At the third anniversary of the Iraq war, gay and lesbian servicepeople in the US armed forces are facing fewer discharges under the controversial don’t ask, don’t tell policy.

The Boston Globe reported at least 36 openly gay or lesbian servicepeople were retained despite efforts to have them discharged.

According to the Globe, the 36 were among 120 cases investigated by military authorities. In the previous year, just 22 out of 125 soldiers were retained.

The Servicemembers’ Legal Defence Network, an agency that represents gay and lesbian soldiers facing discharge, attributed the rise in retained soldiers to the demands of the Iraq war.

They are under enormous pressure to retain people, the Network’s law and policy director Sharra Greer told the Globe.

They do a cost-benefit analysis and we are hearing the same thing: I really don’t care if you are gay and I am not going to kick you out.

The Globe‘s report comes two weeks after editorials in USA Today and The Washington Post called for an end to the don’t ask, don’t tell policy.

According to The Washington Post’s editorial, a combination of bigotry and inertia keeps the gay ban in place.

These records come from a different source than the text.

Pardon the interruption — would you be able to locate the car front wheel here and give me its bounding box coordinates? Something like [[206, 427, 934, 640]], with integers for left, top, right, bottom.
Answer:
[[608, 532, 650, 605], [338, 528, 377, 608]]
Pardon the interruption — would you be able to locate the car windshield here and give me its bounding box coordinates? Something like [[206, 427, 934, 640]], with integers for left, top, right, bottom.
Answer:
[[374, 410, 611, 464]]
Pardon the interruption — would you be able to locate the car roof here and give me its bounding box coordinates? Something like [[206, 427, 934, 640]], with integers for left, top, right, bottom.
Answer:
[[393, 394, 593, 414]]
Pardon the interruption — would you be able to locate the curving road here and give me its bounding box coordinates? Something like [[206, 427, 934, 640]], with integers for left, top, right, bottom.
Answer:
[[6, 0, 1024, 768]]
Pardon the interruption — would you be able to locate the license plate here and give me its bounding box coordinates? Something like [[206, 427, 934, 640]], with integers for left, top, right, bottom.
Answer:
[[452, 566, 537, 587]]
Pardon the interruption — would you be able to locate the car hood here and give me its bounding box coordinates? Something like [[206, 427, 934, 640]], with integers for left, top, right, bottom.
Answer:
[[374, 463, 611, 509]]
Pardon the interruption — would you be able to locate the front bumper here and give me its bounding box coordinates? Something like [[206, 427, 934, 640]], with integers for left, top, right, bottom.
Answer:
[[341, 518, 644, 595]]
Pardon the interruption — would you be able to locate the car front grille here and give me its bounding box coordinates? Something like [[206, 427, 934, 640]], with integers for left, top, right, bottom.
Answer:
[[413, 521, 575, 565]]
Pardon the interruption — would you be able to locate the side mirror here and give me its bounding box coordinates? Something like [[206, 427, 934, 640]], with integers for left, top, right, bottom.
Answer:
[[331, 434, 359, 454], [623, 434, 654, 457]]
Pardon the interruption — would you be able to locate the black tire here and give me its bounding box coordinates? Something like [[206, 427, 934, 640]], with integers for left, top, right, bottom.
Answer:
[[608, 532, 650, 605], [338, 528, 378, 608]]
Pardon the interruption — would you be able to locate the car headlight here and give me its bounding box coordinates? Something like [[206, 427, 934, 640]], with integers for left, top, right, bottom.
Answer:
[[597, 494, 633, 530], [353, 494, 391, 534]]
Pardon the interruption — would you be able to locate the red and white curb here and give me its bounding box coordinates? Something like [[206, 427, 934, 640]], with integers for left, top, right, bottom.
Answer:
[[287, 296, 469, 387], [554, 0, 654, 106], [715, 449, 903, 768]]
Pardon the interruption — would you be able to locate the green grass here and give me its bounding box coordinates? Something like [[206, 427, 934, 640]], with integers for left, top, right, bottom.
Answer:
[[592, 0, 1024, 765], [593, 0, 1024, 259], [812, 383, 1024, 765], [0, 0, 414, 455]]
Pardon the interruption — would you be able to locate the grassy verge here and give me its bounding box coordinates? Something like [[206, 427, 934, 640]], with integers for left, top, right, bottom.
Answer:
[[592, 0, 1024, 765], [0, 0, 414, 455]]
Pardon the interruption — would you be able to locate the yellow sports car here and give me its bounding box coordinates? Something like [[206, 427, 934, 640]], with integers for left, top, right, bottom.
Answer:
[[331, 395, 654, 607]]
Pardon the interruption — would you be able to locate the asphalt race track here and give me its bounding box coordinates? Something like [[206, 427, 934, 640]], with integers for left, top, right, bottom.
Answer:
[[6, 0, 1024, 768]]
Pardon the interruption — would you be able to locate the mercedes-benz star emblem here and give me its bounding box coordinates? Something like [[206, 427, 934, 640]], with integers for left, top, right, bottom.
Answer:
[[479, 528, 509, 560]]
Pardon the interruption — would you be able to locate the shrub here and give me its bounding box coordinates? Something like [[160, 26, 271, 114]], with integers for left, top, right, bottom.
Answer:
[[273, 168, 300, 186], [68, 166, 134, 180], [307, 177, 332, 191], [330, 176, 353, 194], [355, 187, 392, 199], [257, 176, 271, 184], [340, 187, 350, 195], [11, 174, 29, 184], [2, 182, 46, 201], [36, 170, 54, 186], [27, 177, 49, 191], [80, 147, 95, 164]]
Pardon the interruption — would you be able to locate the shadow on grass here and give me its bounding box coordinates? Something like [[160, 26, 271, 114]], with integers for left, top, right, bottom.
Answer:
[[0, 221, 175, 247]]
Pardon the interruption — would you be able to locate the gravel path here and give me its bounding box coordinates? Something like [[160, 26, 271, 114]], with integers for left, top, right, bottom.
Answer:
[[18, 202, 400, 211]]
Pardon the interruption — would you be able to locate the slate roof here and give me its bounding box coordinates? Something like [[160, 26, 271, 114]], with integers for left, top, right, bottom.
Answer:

Meantime, reports women are almost twice as likely to face discharge under the don’t ask, don’t tell policy.

Women make up almost 30 percent of discharges under the policy despite only making up about 15 percent of the military.

Australian servicepeople have been protected from discrimination on the basis of sexuality since 1992. However, while allowed to be openly gay, soldiers have regularly complained of discrimination in areas of partner’s benefits, pensions and counselling services.